Question: Suppose that $88,000 is invested at \(6\frac{1}{2}\)% interest, compounded quarterly. a) Find…

Suppose that $88,000 is invested at \(6\frac{1}{2}\)% interest, compounded quarterly.

a) Find the function for the amount to which the investment grows after \(t\) years.

b) Graph the function.

c) Find the amount of money in the account at \(t = 0\), 3, 5, and 10 years.

d) When will the amount of money in the account reach $300,000?

a) The function for the amount to which the investment grows after \(t\) years is \(A(t) = \boxed{\quad}\).

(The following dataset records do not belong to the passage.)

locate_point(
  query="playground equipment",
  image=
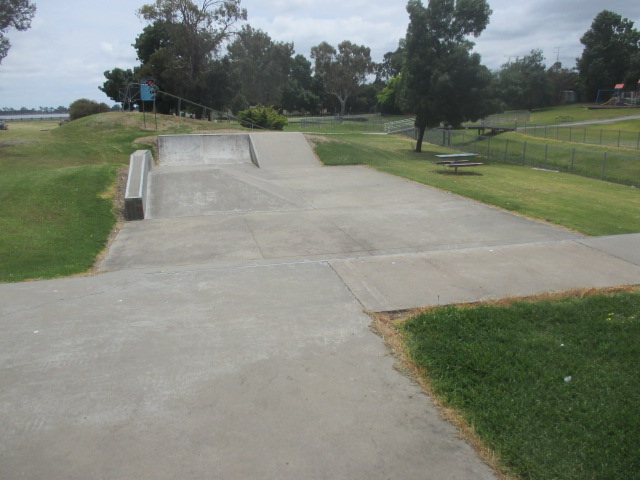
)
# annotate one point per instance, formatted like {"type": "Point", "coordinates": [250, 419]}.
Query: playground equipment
{"type": "Point", "coordinates": [618, 97]}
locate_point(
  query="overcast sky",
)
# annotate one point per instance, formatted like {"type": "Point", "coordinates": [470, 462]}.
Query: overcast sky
{"type": "Point", "coordinates": [62, 57]}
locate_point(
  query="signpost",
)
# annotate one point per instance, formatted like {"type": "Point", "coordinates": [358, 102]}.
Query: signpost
{"type": "Point", "coordinates": [148, 92]}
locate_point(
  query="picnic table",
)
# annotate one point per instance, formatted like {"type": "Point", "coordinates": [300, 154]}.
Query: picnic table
{"type": "Point", "coordinates": [457, 160]}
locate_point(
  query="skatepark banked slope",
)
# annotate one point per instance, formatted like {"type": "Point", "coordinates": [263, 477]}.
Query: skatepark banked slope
{"type": "Point", "coordinates": [263, 198]}
{"type": "Point", "coordinates": [226, 336]}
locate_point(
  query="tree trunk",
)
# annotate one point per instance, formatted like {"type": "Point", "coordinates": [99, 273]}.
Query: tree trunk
{"type": "Point", "coordinates": [420, 138]}
{"type": "Point", "coordinates": [343, 106]}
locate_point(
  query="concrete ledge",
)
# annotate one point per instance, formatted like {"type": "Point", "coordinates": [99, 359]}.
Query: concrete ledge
{"type": "Point", "coordinates": [135, 197]}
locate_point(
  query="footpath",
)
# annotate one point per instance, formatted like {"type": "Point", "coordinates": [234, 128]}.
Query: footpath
{"type": "Point", "coordinates": [227, 335]}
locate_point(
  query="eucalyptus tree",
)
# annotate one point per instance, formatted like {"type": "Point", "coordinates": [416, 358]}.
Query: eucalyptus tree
{"type": "Point", "coordinates": [342, 70]}
{"type": "Point", "coordinates": [14, 14]}
{"type": "Point", "coordinates": [441, 80]}
{"type": "Point", "coordinates": [611, 53]}
{"type": "Point", "coordinates": [183, 39]}
{"type": "Point", "coordinates": [260, 65]}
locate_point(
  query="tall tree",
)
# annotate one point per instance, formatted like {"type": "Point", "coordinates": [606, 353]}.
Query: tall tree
{"type": "Point", "coordinates": [115, 85]}
{"type": "Point", "coordinates": [442, 82]}
{"type": "Point", "coordinates": [561, 79]}
{"type": "Point", "coordinates": [343, 70]}
{"type": "Point", "coordinates": [524, 83]}
{"type": "Point", "coordinates": [391, 64]}
{"type": "Point", "coordinates": [609, 47]}
{"type": "Point", "coordinates": [300, 94]}
{"type": "Point", "coordinates": [184, 39]}
{"type": "Point", "coordinates": [261, 66]}
{"type": "Point", "coordinates": [14, 14]}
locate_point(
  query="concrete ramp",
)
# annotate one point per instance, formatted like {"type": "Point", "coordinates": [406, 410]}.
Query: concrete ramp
{"type": "Point", "coordinates": [227, 149]}
{"type": "Point", "coordinates": [277, 150]}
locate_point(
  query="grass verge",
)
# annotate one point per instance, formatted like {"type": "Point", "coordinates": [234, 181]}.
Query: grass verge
{"type": "Point", "coordinates": [585, 205]}
{"type": "Point", "coordinates": [56, 188]}
{"type": "Point", "coordinates": [550, 386]}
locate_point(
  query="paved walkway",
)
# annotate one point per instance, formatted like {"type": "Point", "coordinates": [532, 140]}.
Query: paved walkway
{"type": "Point", "coordinates": [227, 337]}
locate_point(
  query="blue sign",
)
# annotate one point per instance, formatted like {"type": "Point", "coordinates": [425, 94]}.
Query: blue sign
{"type": "Point", "coordinates": [147, 92]}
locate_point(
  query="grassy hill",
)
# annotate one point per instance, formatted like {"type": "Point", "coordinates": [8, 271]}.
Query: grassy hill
{"type": "Point", "coordinates": [58, 187]}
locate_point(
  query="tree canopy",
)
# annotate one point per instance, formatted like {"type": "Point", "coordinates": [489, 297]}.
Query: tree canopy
{"type": "Point", "coordinates": [179, 47]}
{"type": "Point", "coordinates": [14, 14]}
{"type": "Point", "coordinates": [260, 65]}
{"type": "Point", "coordinates": [611, 53]}
{"type": "Point", "coordinates": [342, 70]}
{"type": "Point", "coordinates": [442, 82]}
{"type": "Point", "coordinates": [524, 84]}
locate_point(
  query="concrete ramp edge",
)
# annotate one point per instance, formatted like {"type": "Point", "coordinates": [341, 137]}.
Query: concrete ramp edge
{"type": "Point", "coordinates": [135, 198]}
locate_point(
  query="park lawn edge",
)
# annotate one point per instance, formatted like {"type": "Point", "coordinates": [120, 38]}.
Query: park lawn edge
{"type": "Point", "coordinates": [388, 326]}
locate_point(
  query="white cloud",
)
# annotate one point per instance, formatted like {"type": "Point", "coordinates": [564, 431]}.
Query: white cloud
{"type": "Point", "coordinates": [72, 42]}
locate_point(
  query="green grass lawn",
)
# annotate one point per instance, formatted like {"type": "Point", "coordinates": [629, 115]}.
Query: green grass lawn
{"type": "Point", "coordinates": [551, 386]}
{"type": "Point", "coordinates": [56, 189]}
{"type": "Point", "coordinates": [582, 204]}
{"type": "Point", "coordinates": [577, 113]}
{"type": "Point", "coordinates": [57, 209]}
{"type": "Point", "coordinates": [620, 165]}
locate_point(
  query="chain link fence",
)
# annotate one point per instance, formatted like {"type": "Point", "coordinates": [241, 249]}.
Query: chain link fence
{"type": "Point", "coordinates": [581, 134]}
{"type": "Point", "coordinates": [614, 166]}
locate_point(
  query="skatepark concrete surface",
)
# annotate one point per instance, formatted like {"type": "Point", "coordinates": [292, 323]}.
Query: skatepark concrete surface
{"type": "Point", "coordinates": [226, 337]}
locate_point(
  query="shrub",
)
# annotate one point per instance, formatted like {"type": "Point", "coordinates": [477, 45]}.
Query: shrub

(Simplify your answer. Type an expression using \(t\) as the variable.)

Solution

Suppose that $88,000 is invested at \(6 \frac{1}{2}\%\) interest, compounded quarterly. a) To find the function for the amount to which the investment grows after \( t \) years, we use the compound interest formula: \[ A(t) = P \left( 1 + \frac{r}{n} \right)^{nt} \] where: - \( P = 88,000 \) is the principal amount, - \( r = 0.065 \) (6.5% as a decimal) is the annual interest rate, - \( n = 4 \) is the number of times interest is compounded per year (quarterly), - \( t \) is the time in years. Substituting the values, we have: \[ A(t) = 88000 \left( 1 + \frac{0.065}{4} \right)^{4t} \] Simplify the expression: \[ A(t) = 88000 \left( 1 + 0.01625 \right)^{4t} \] \[ A(t) = 88000 \left( 1.01625 \right)^{4t} \] This is the function for the amount after \( t \) years.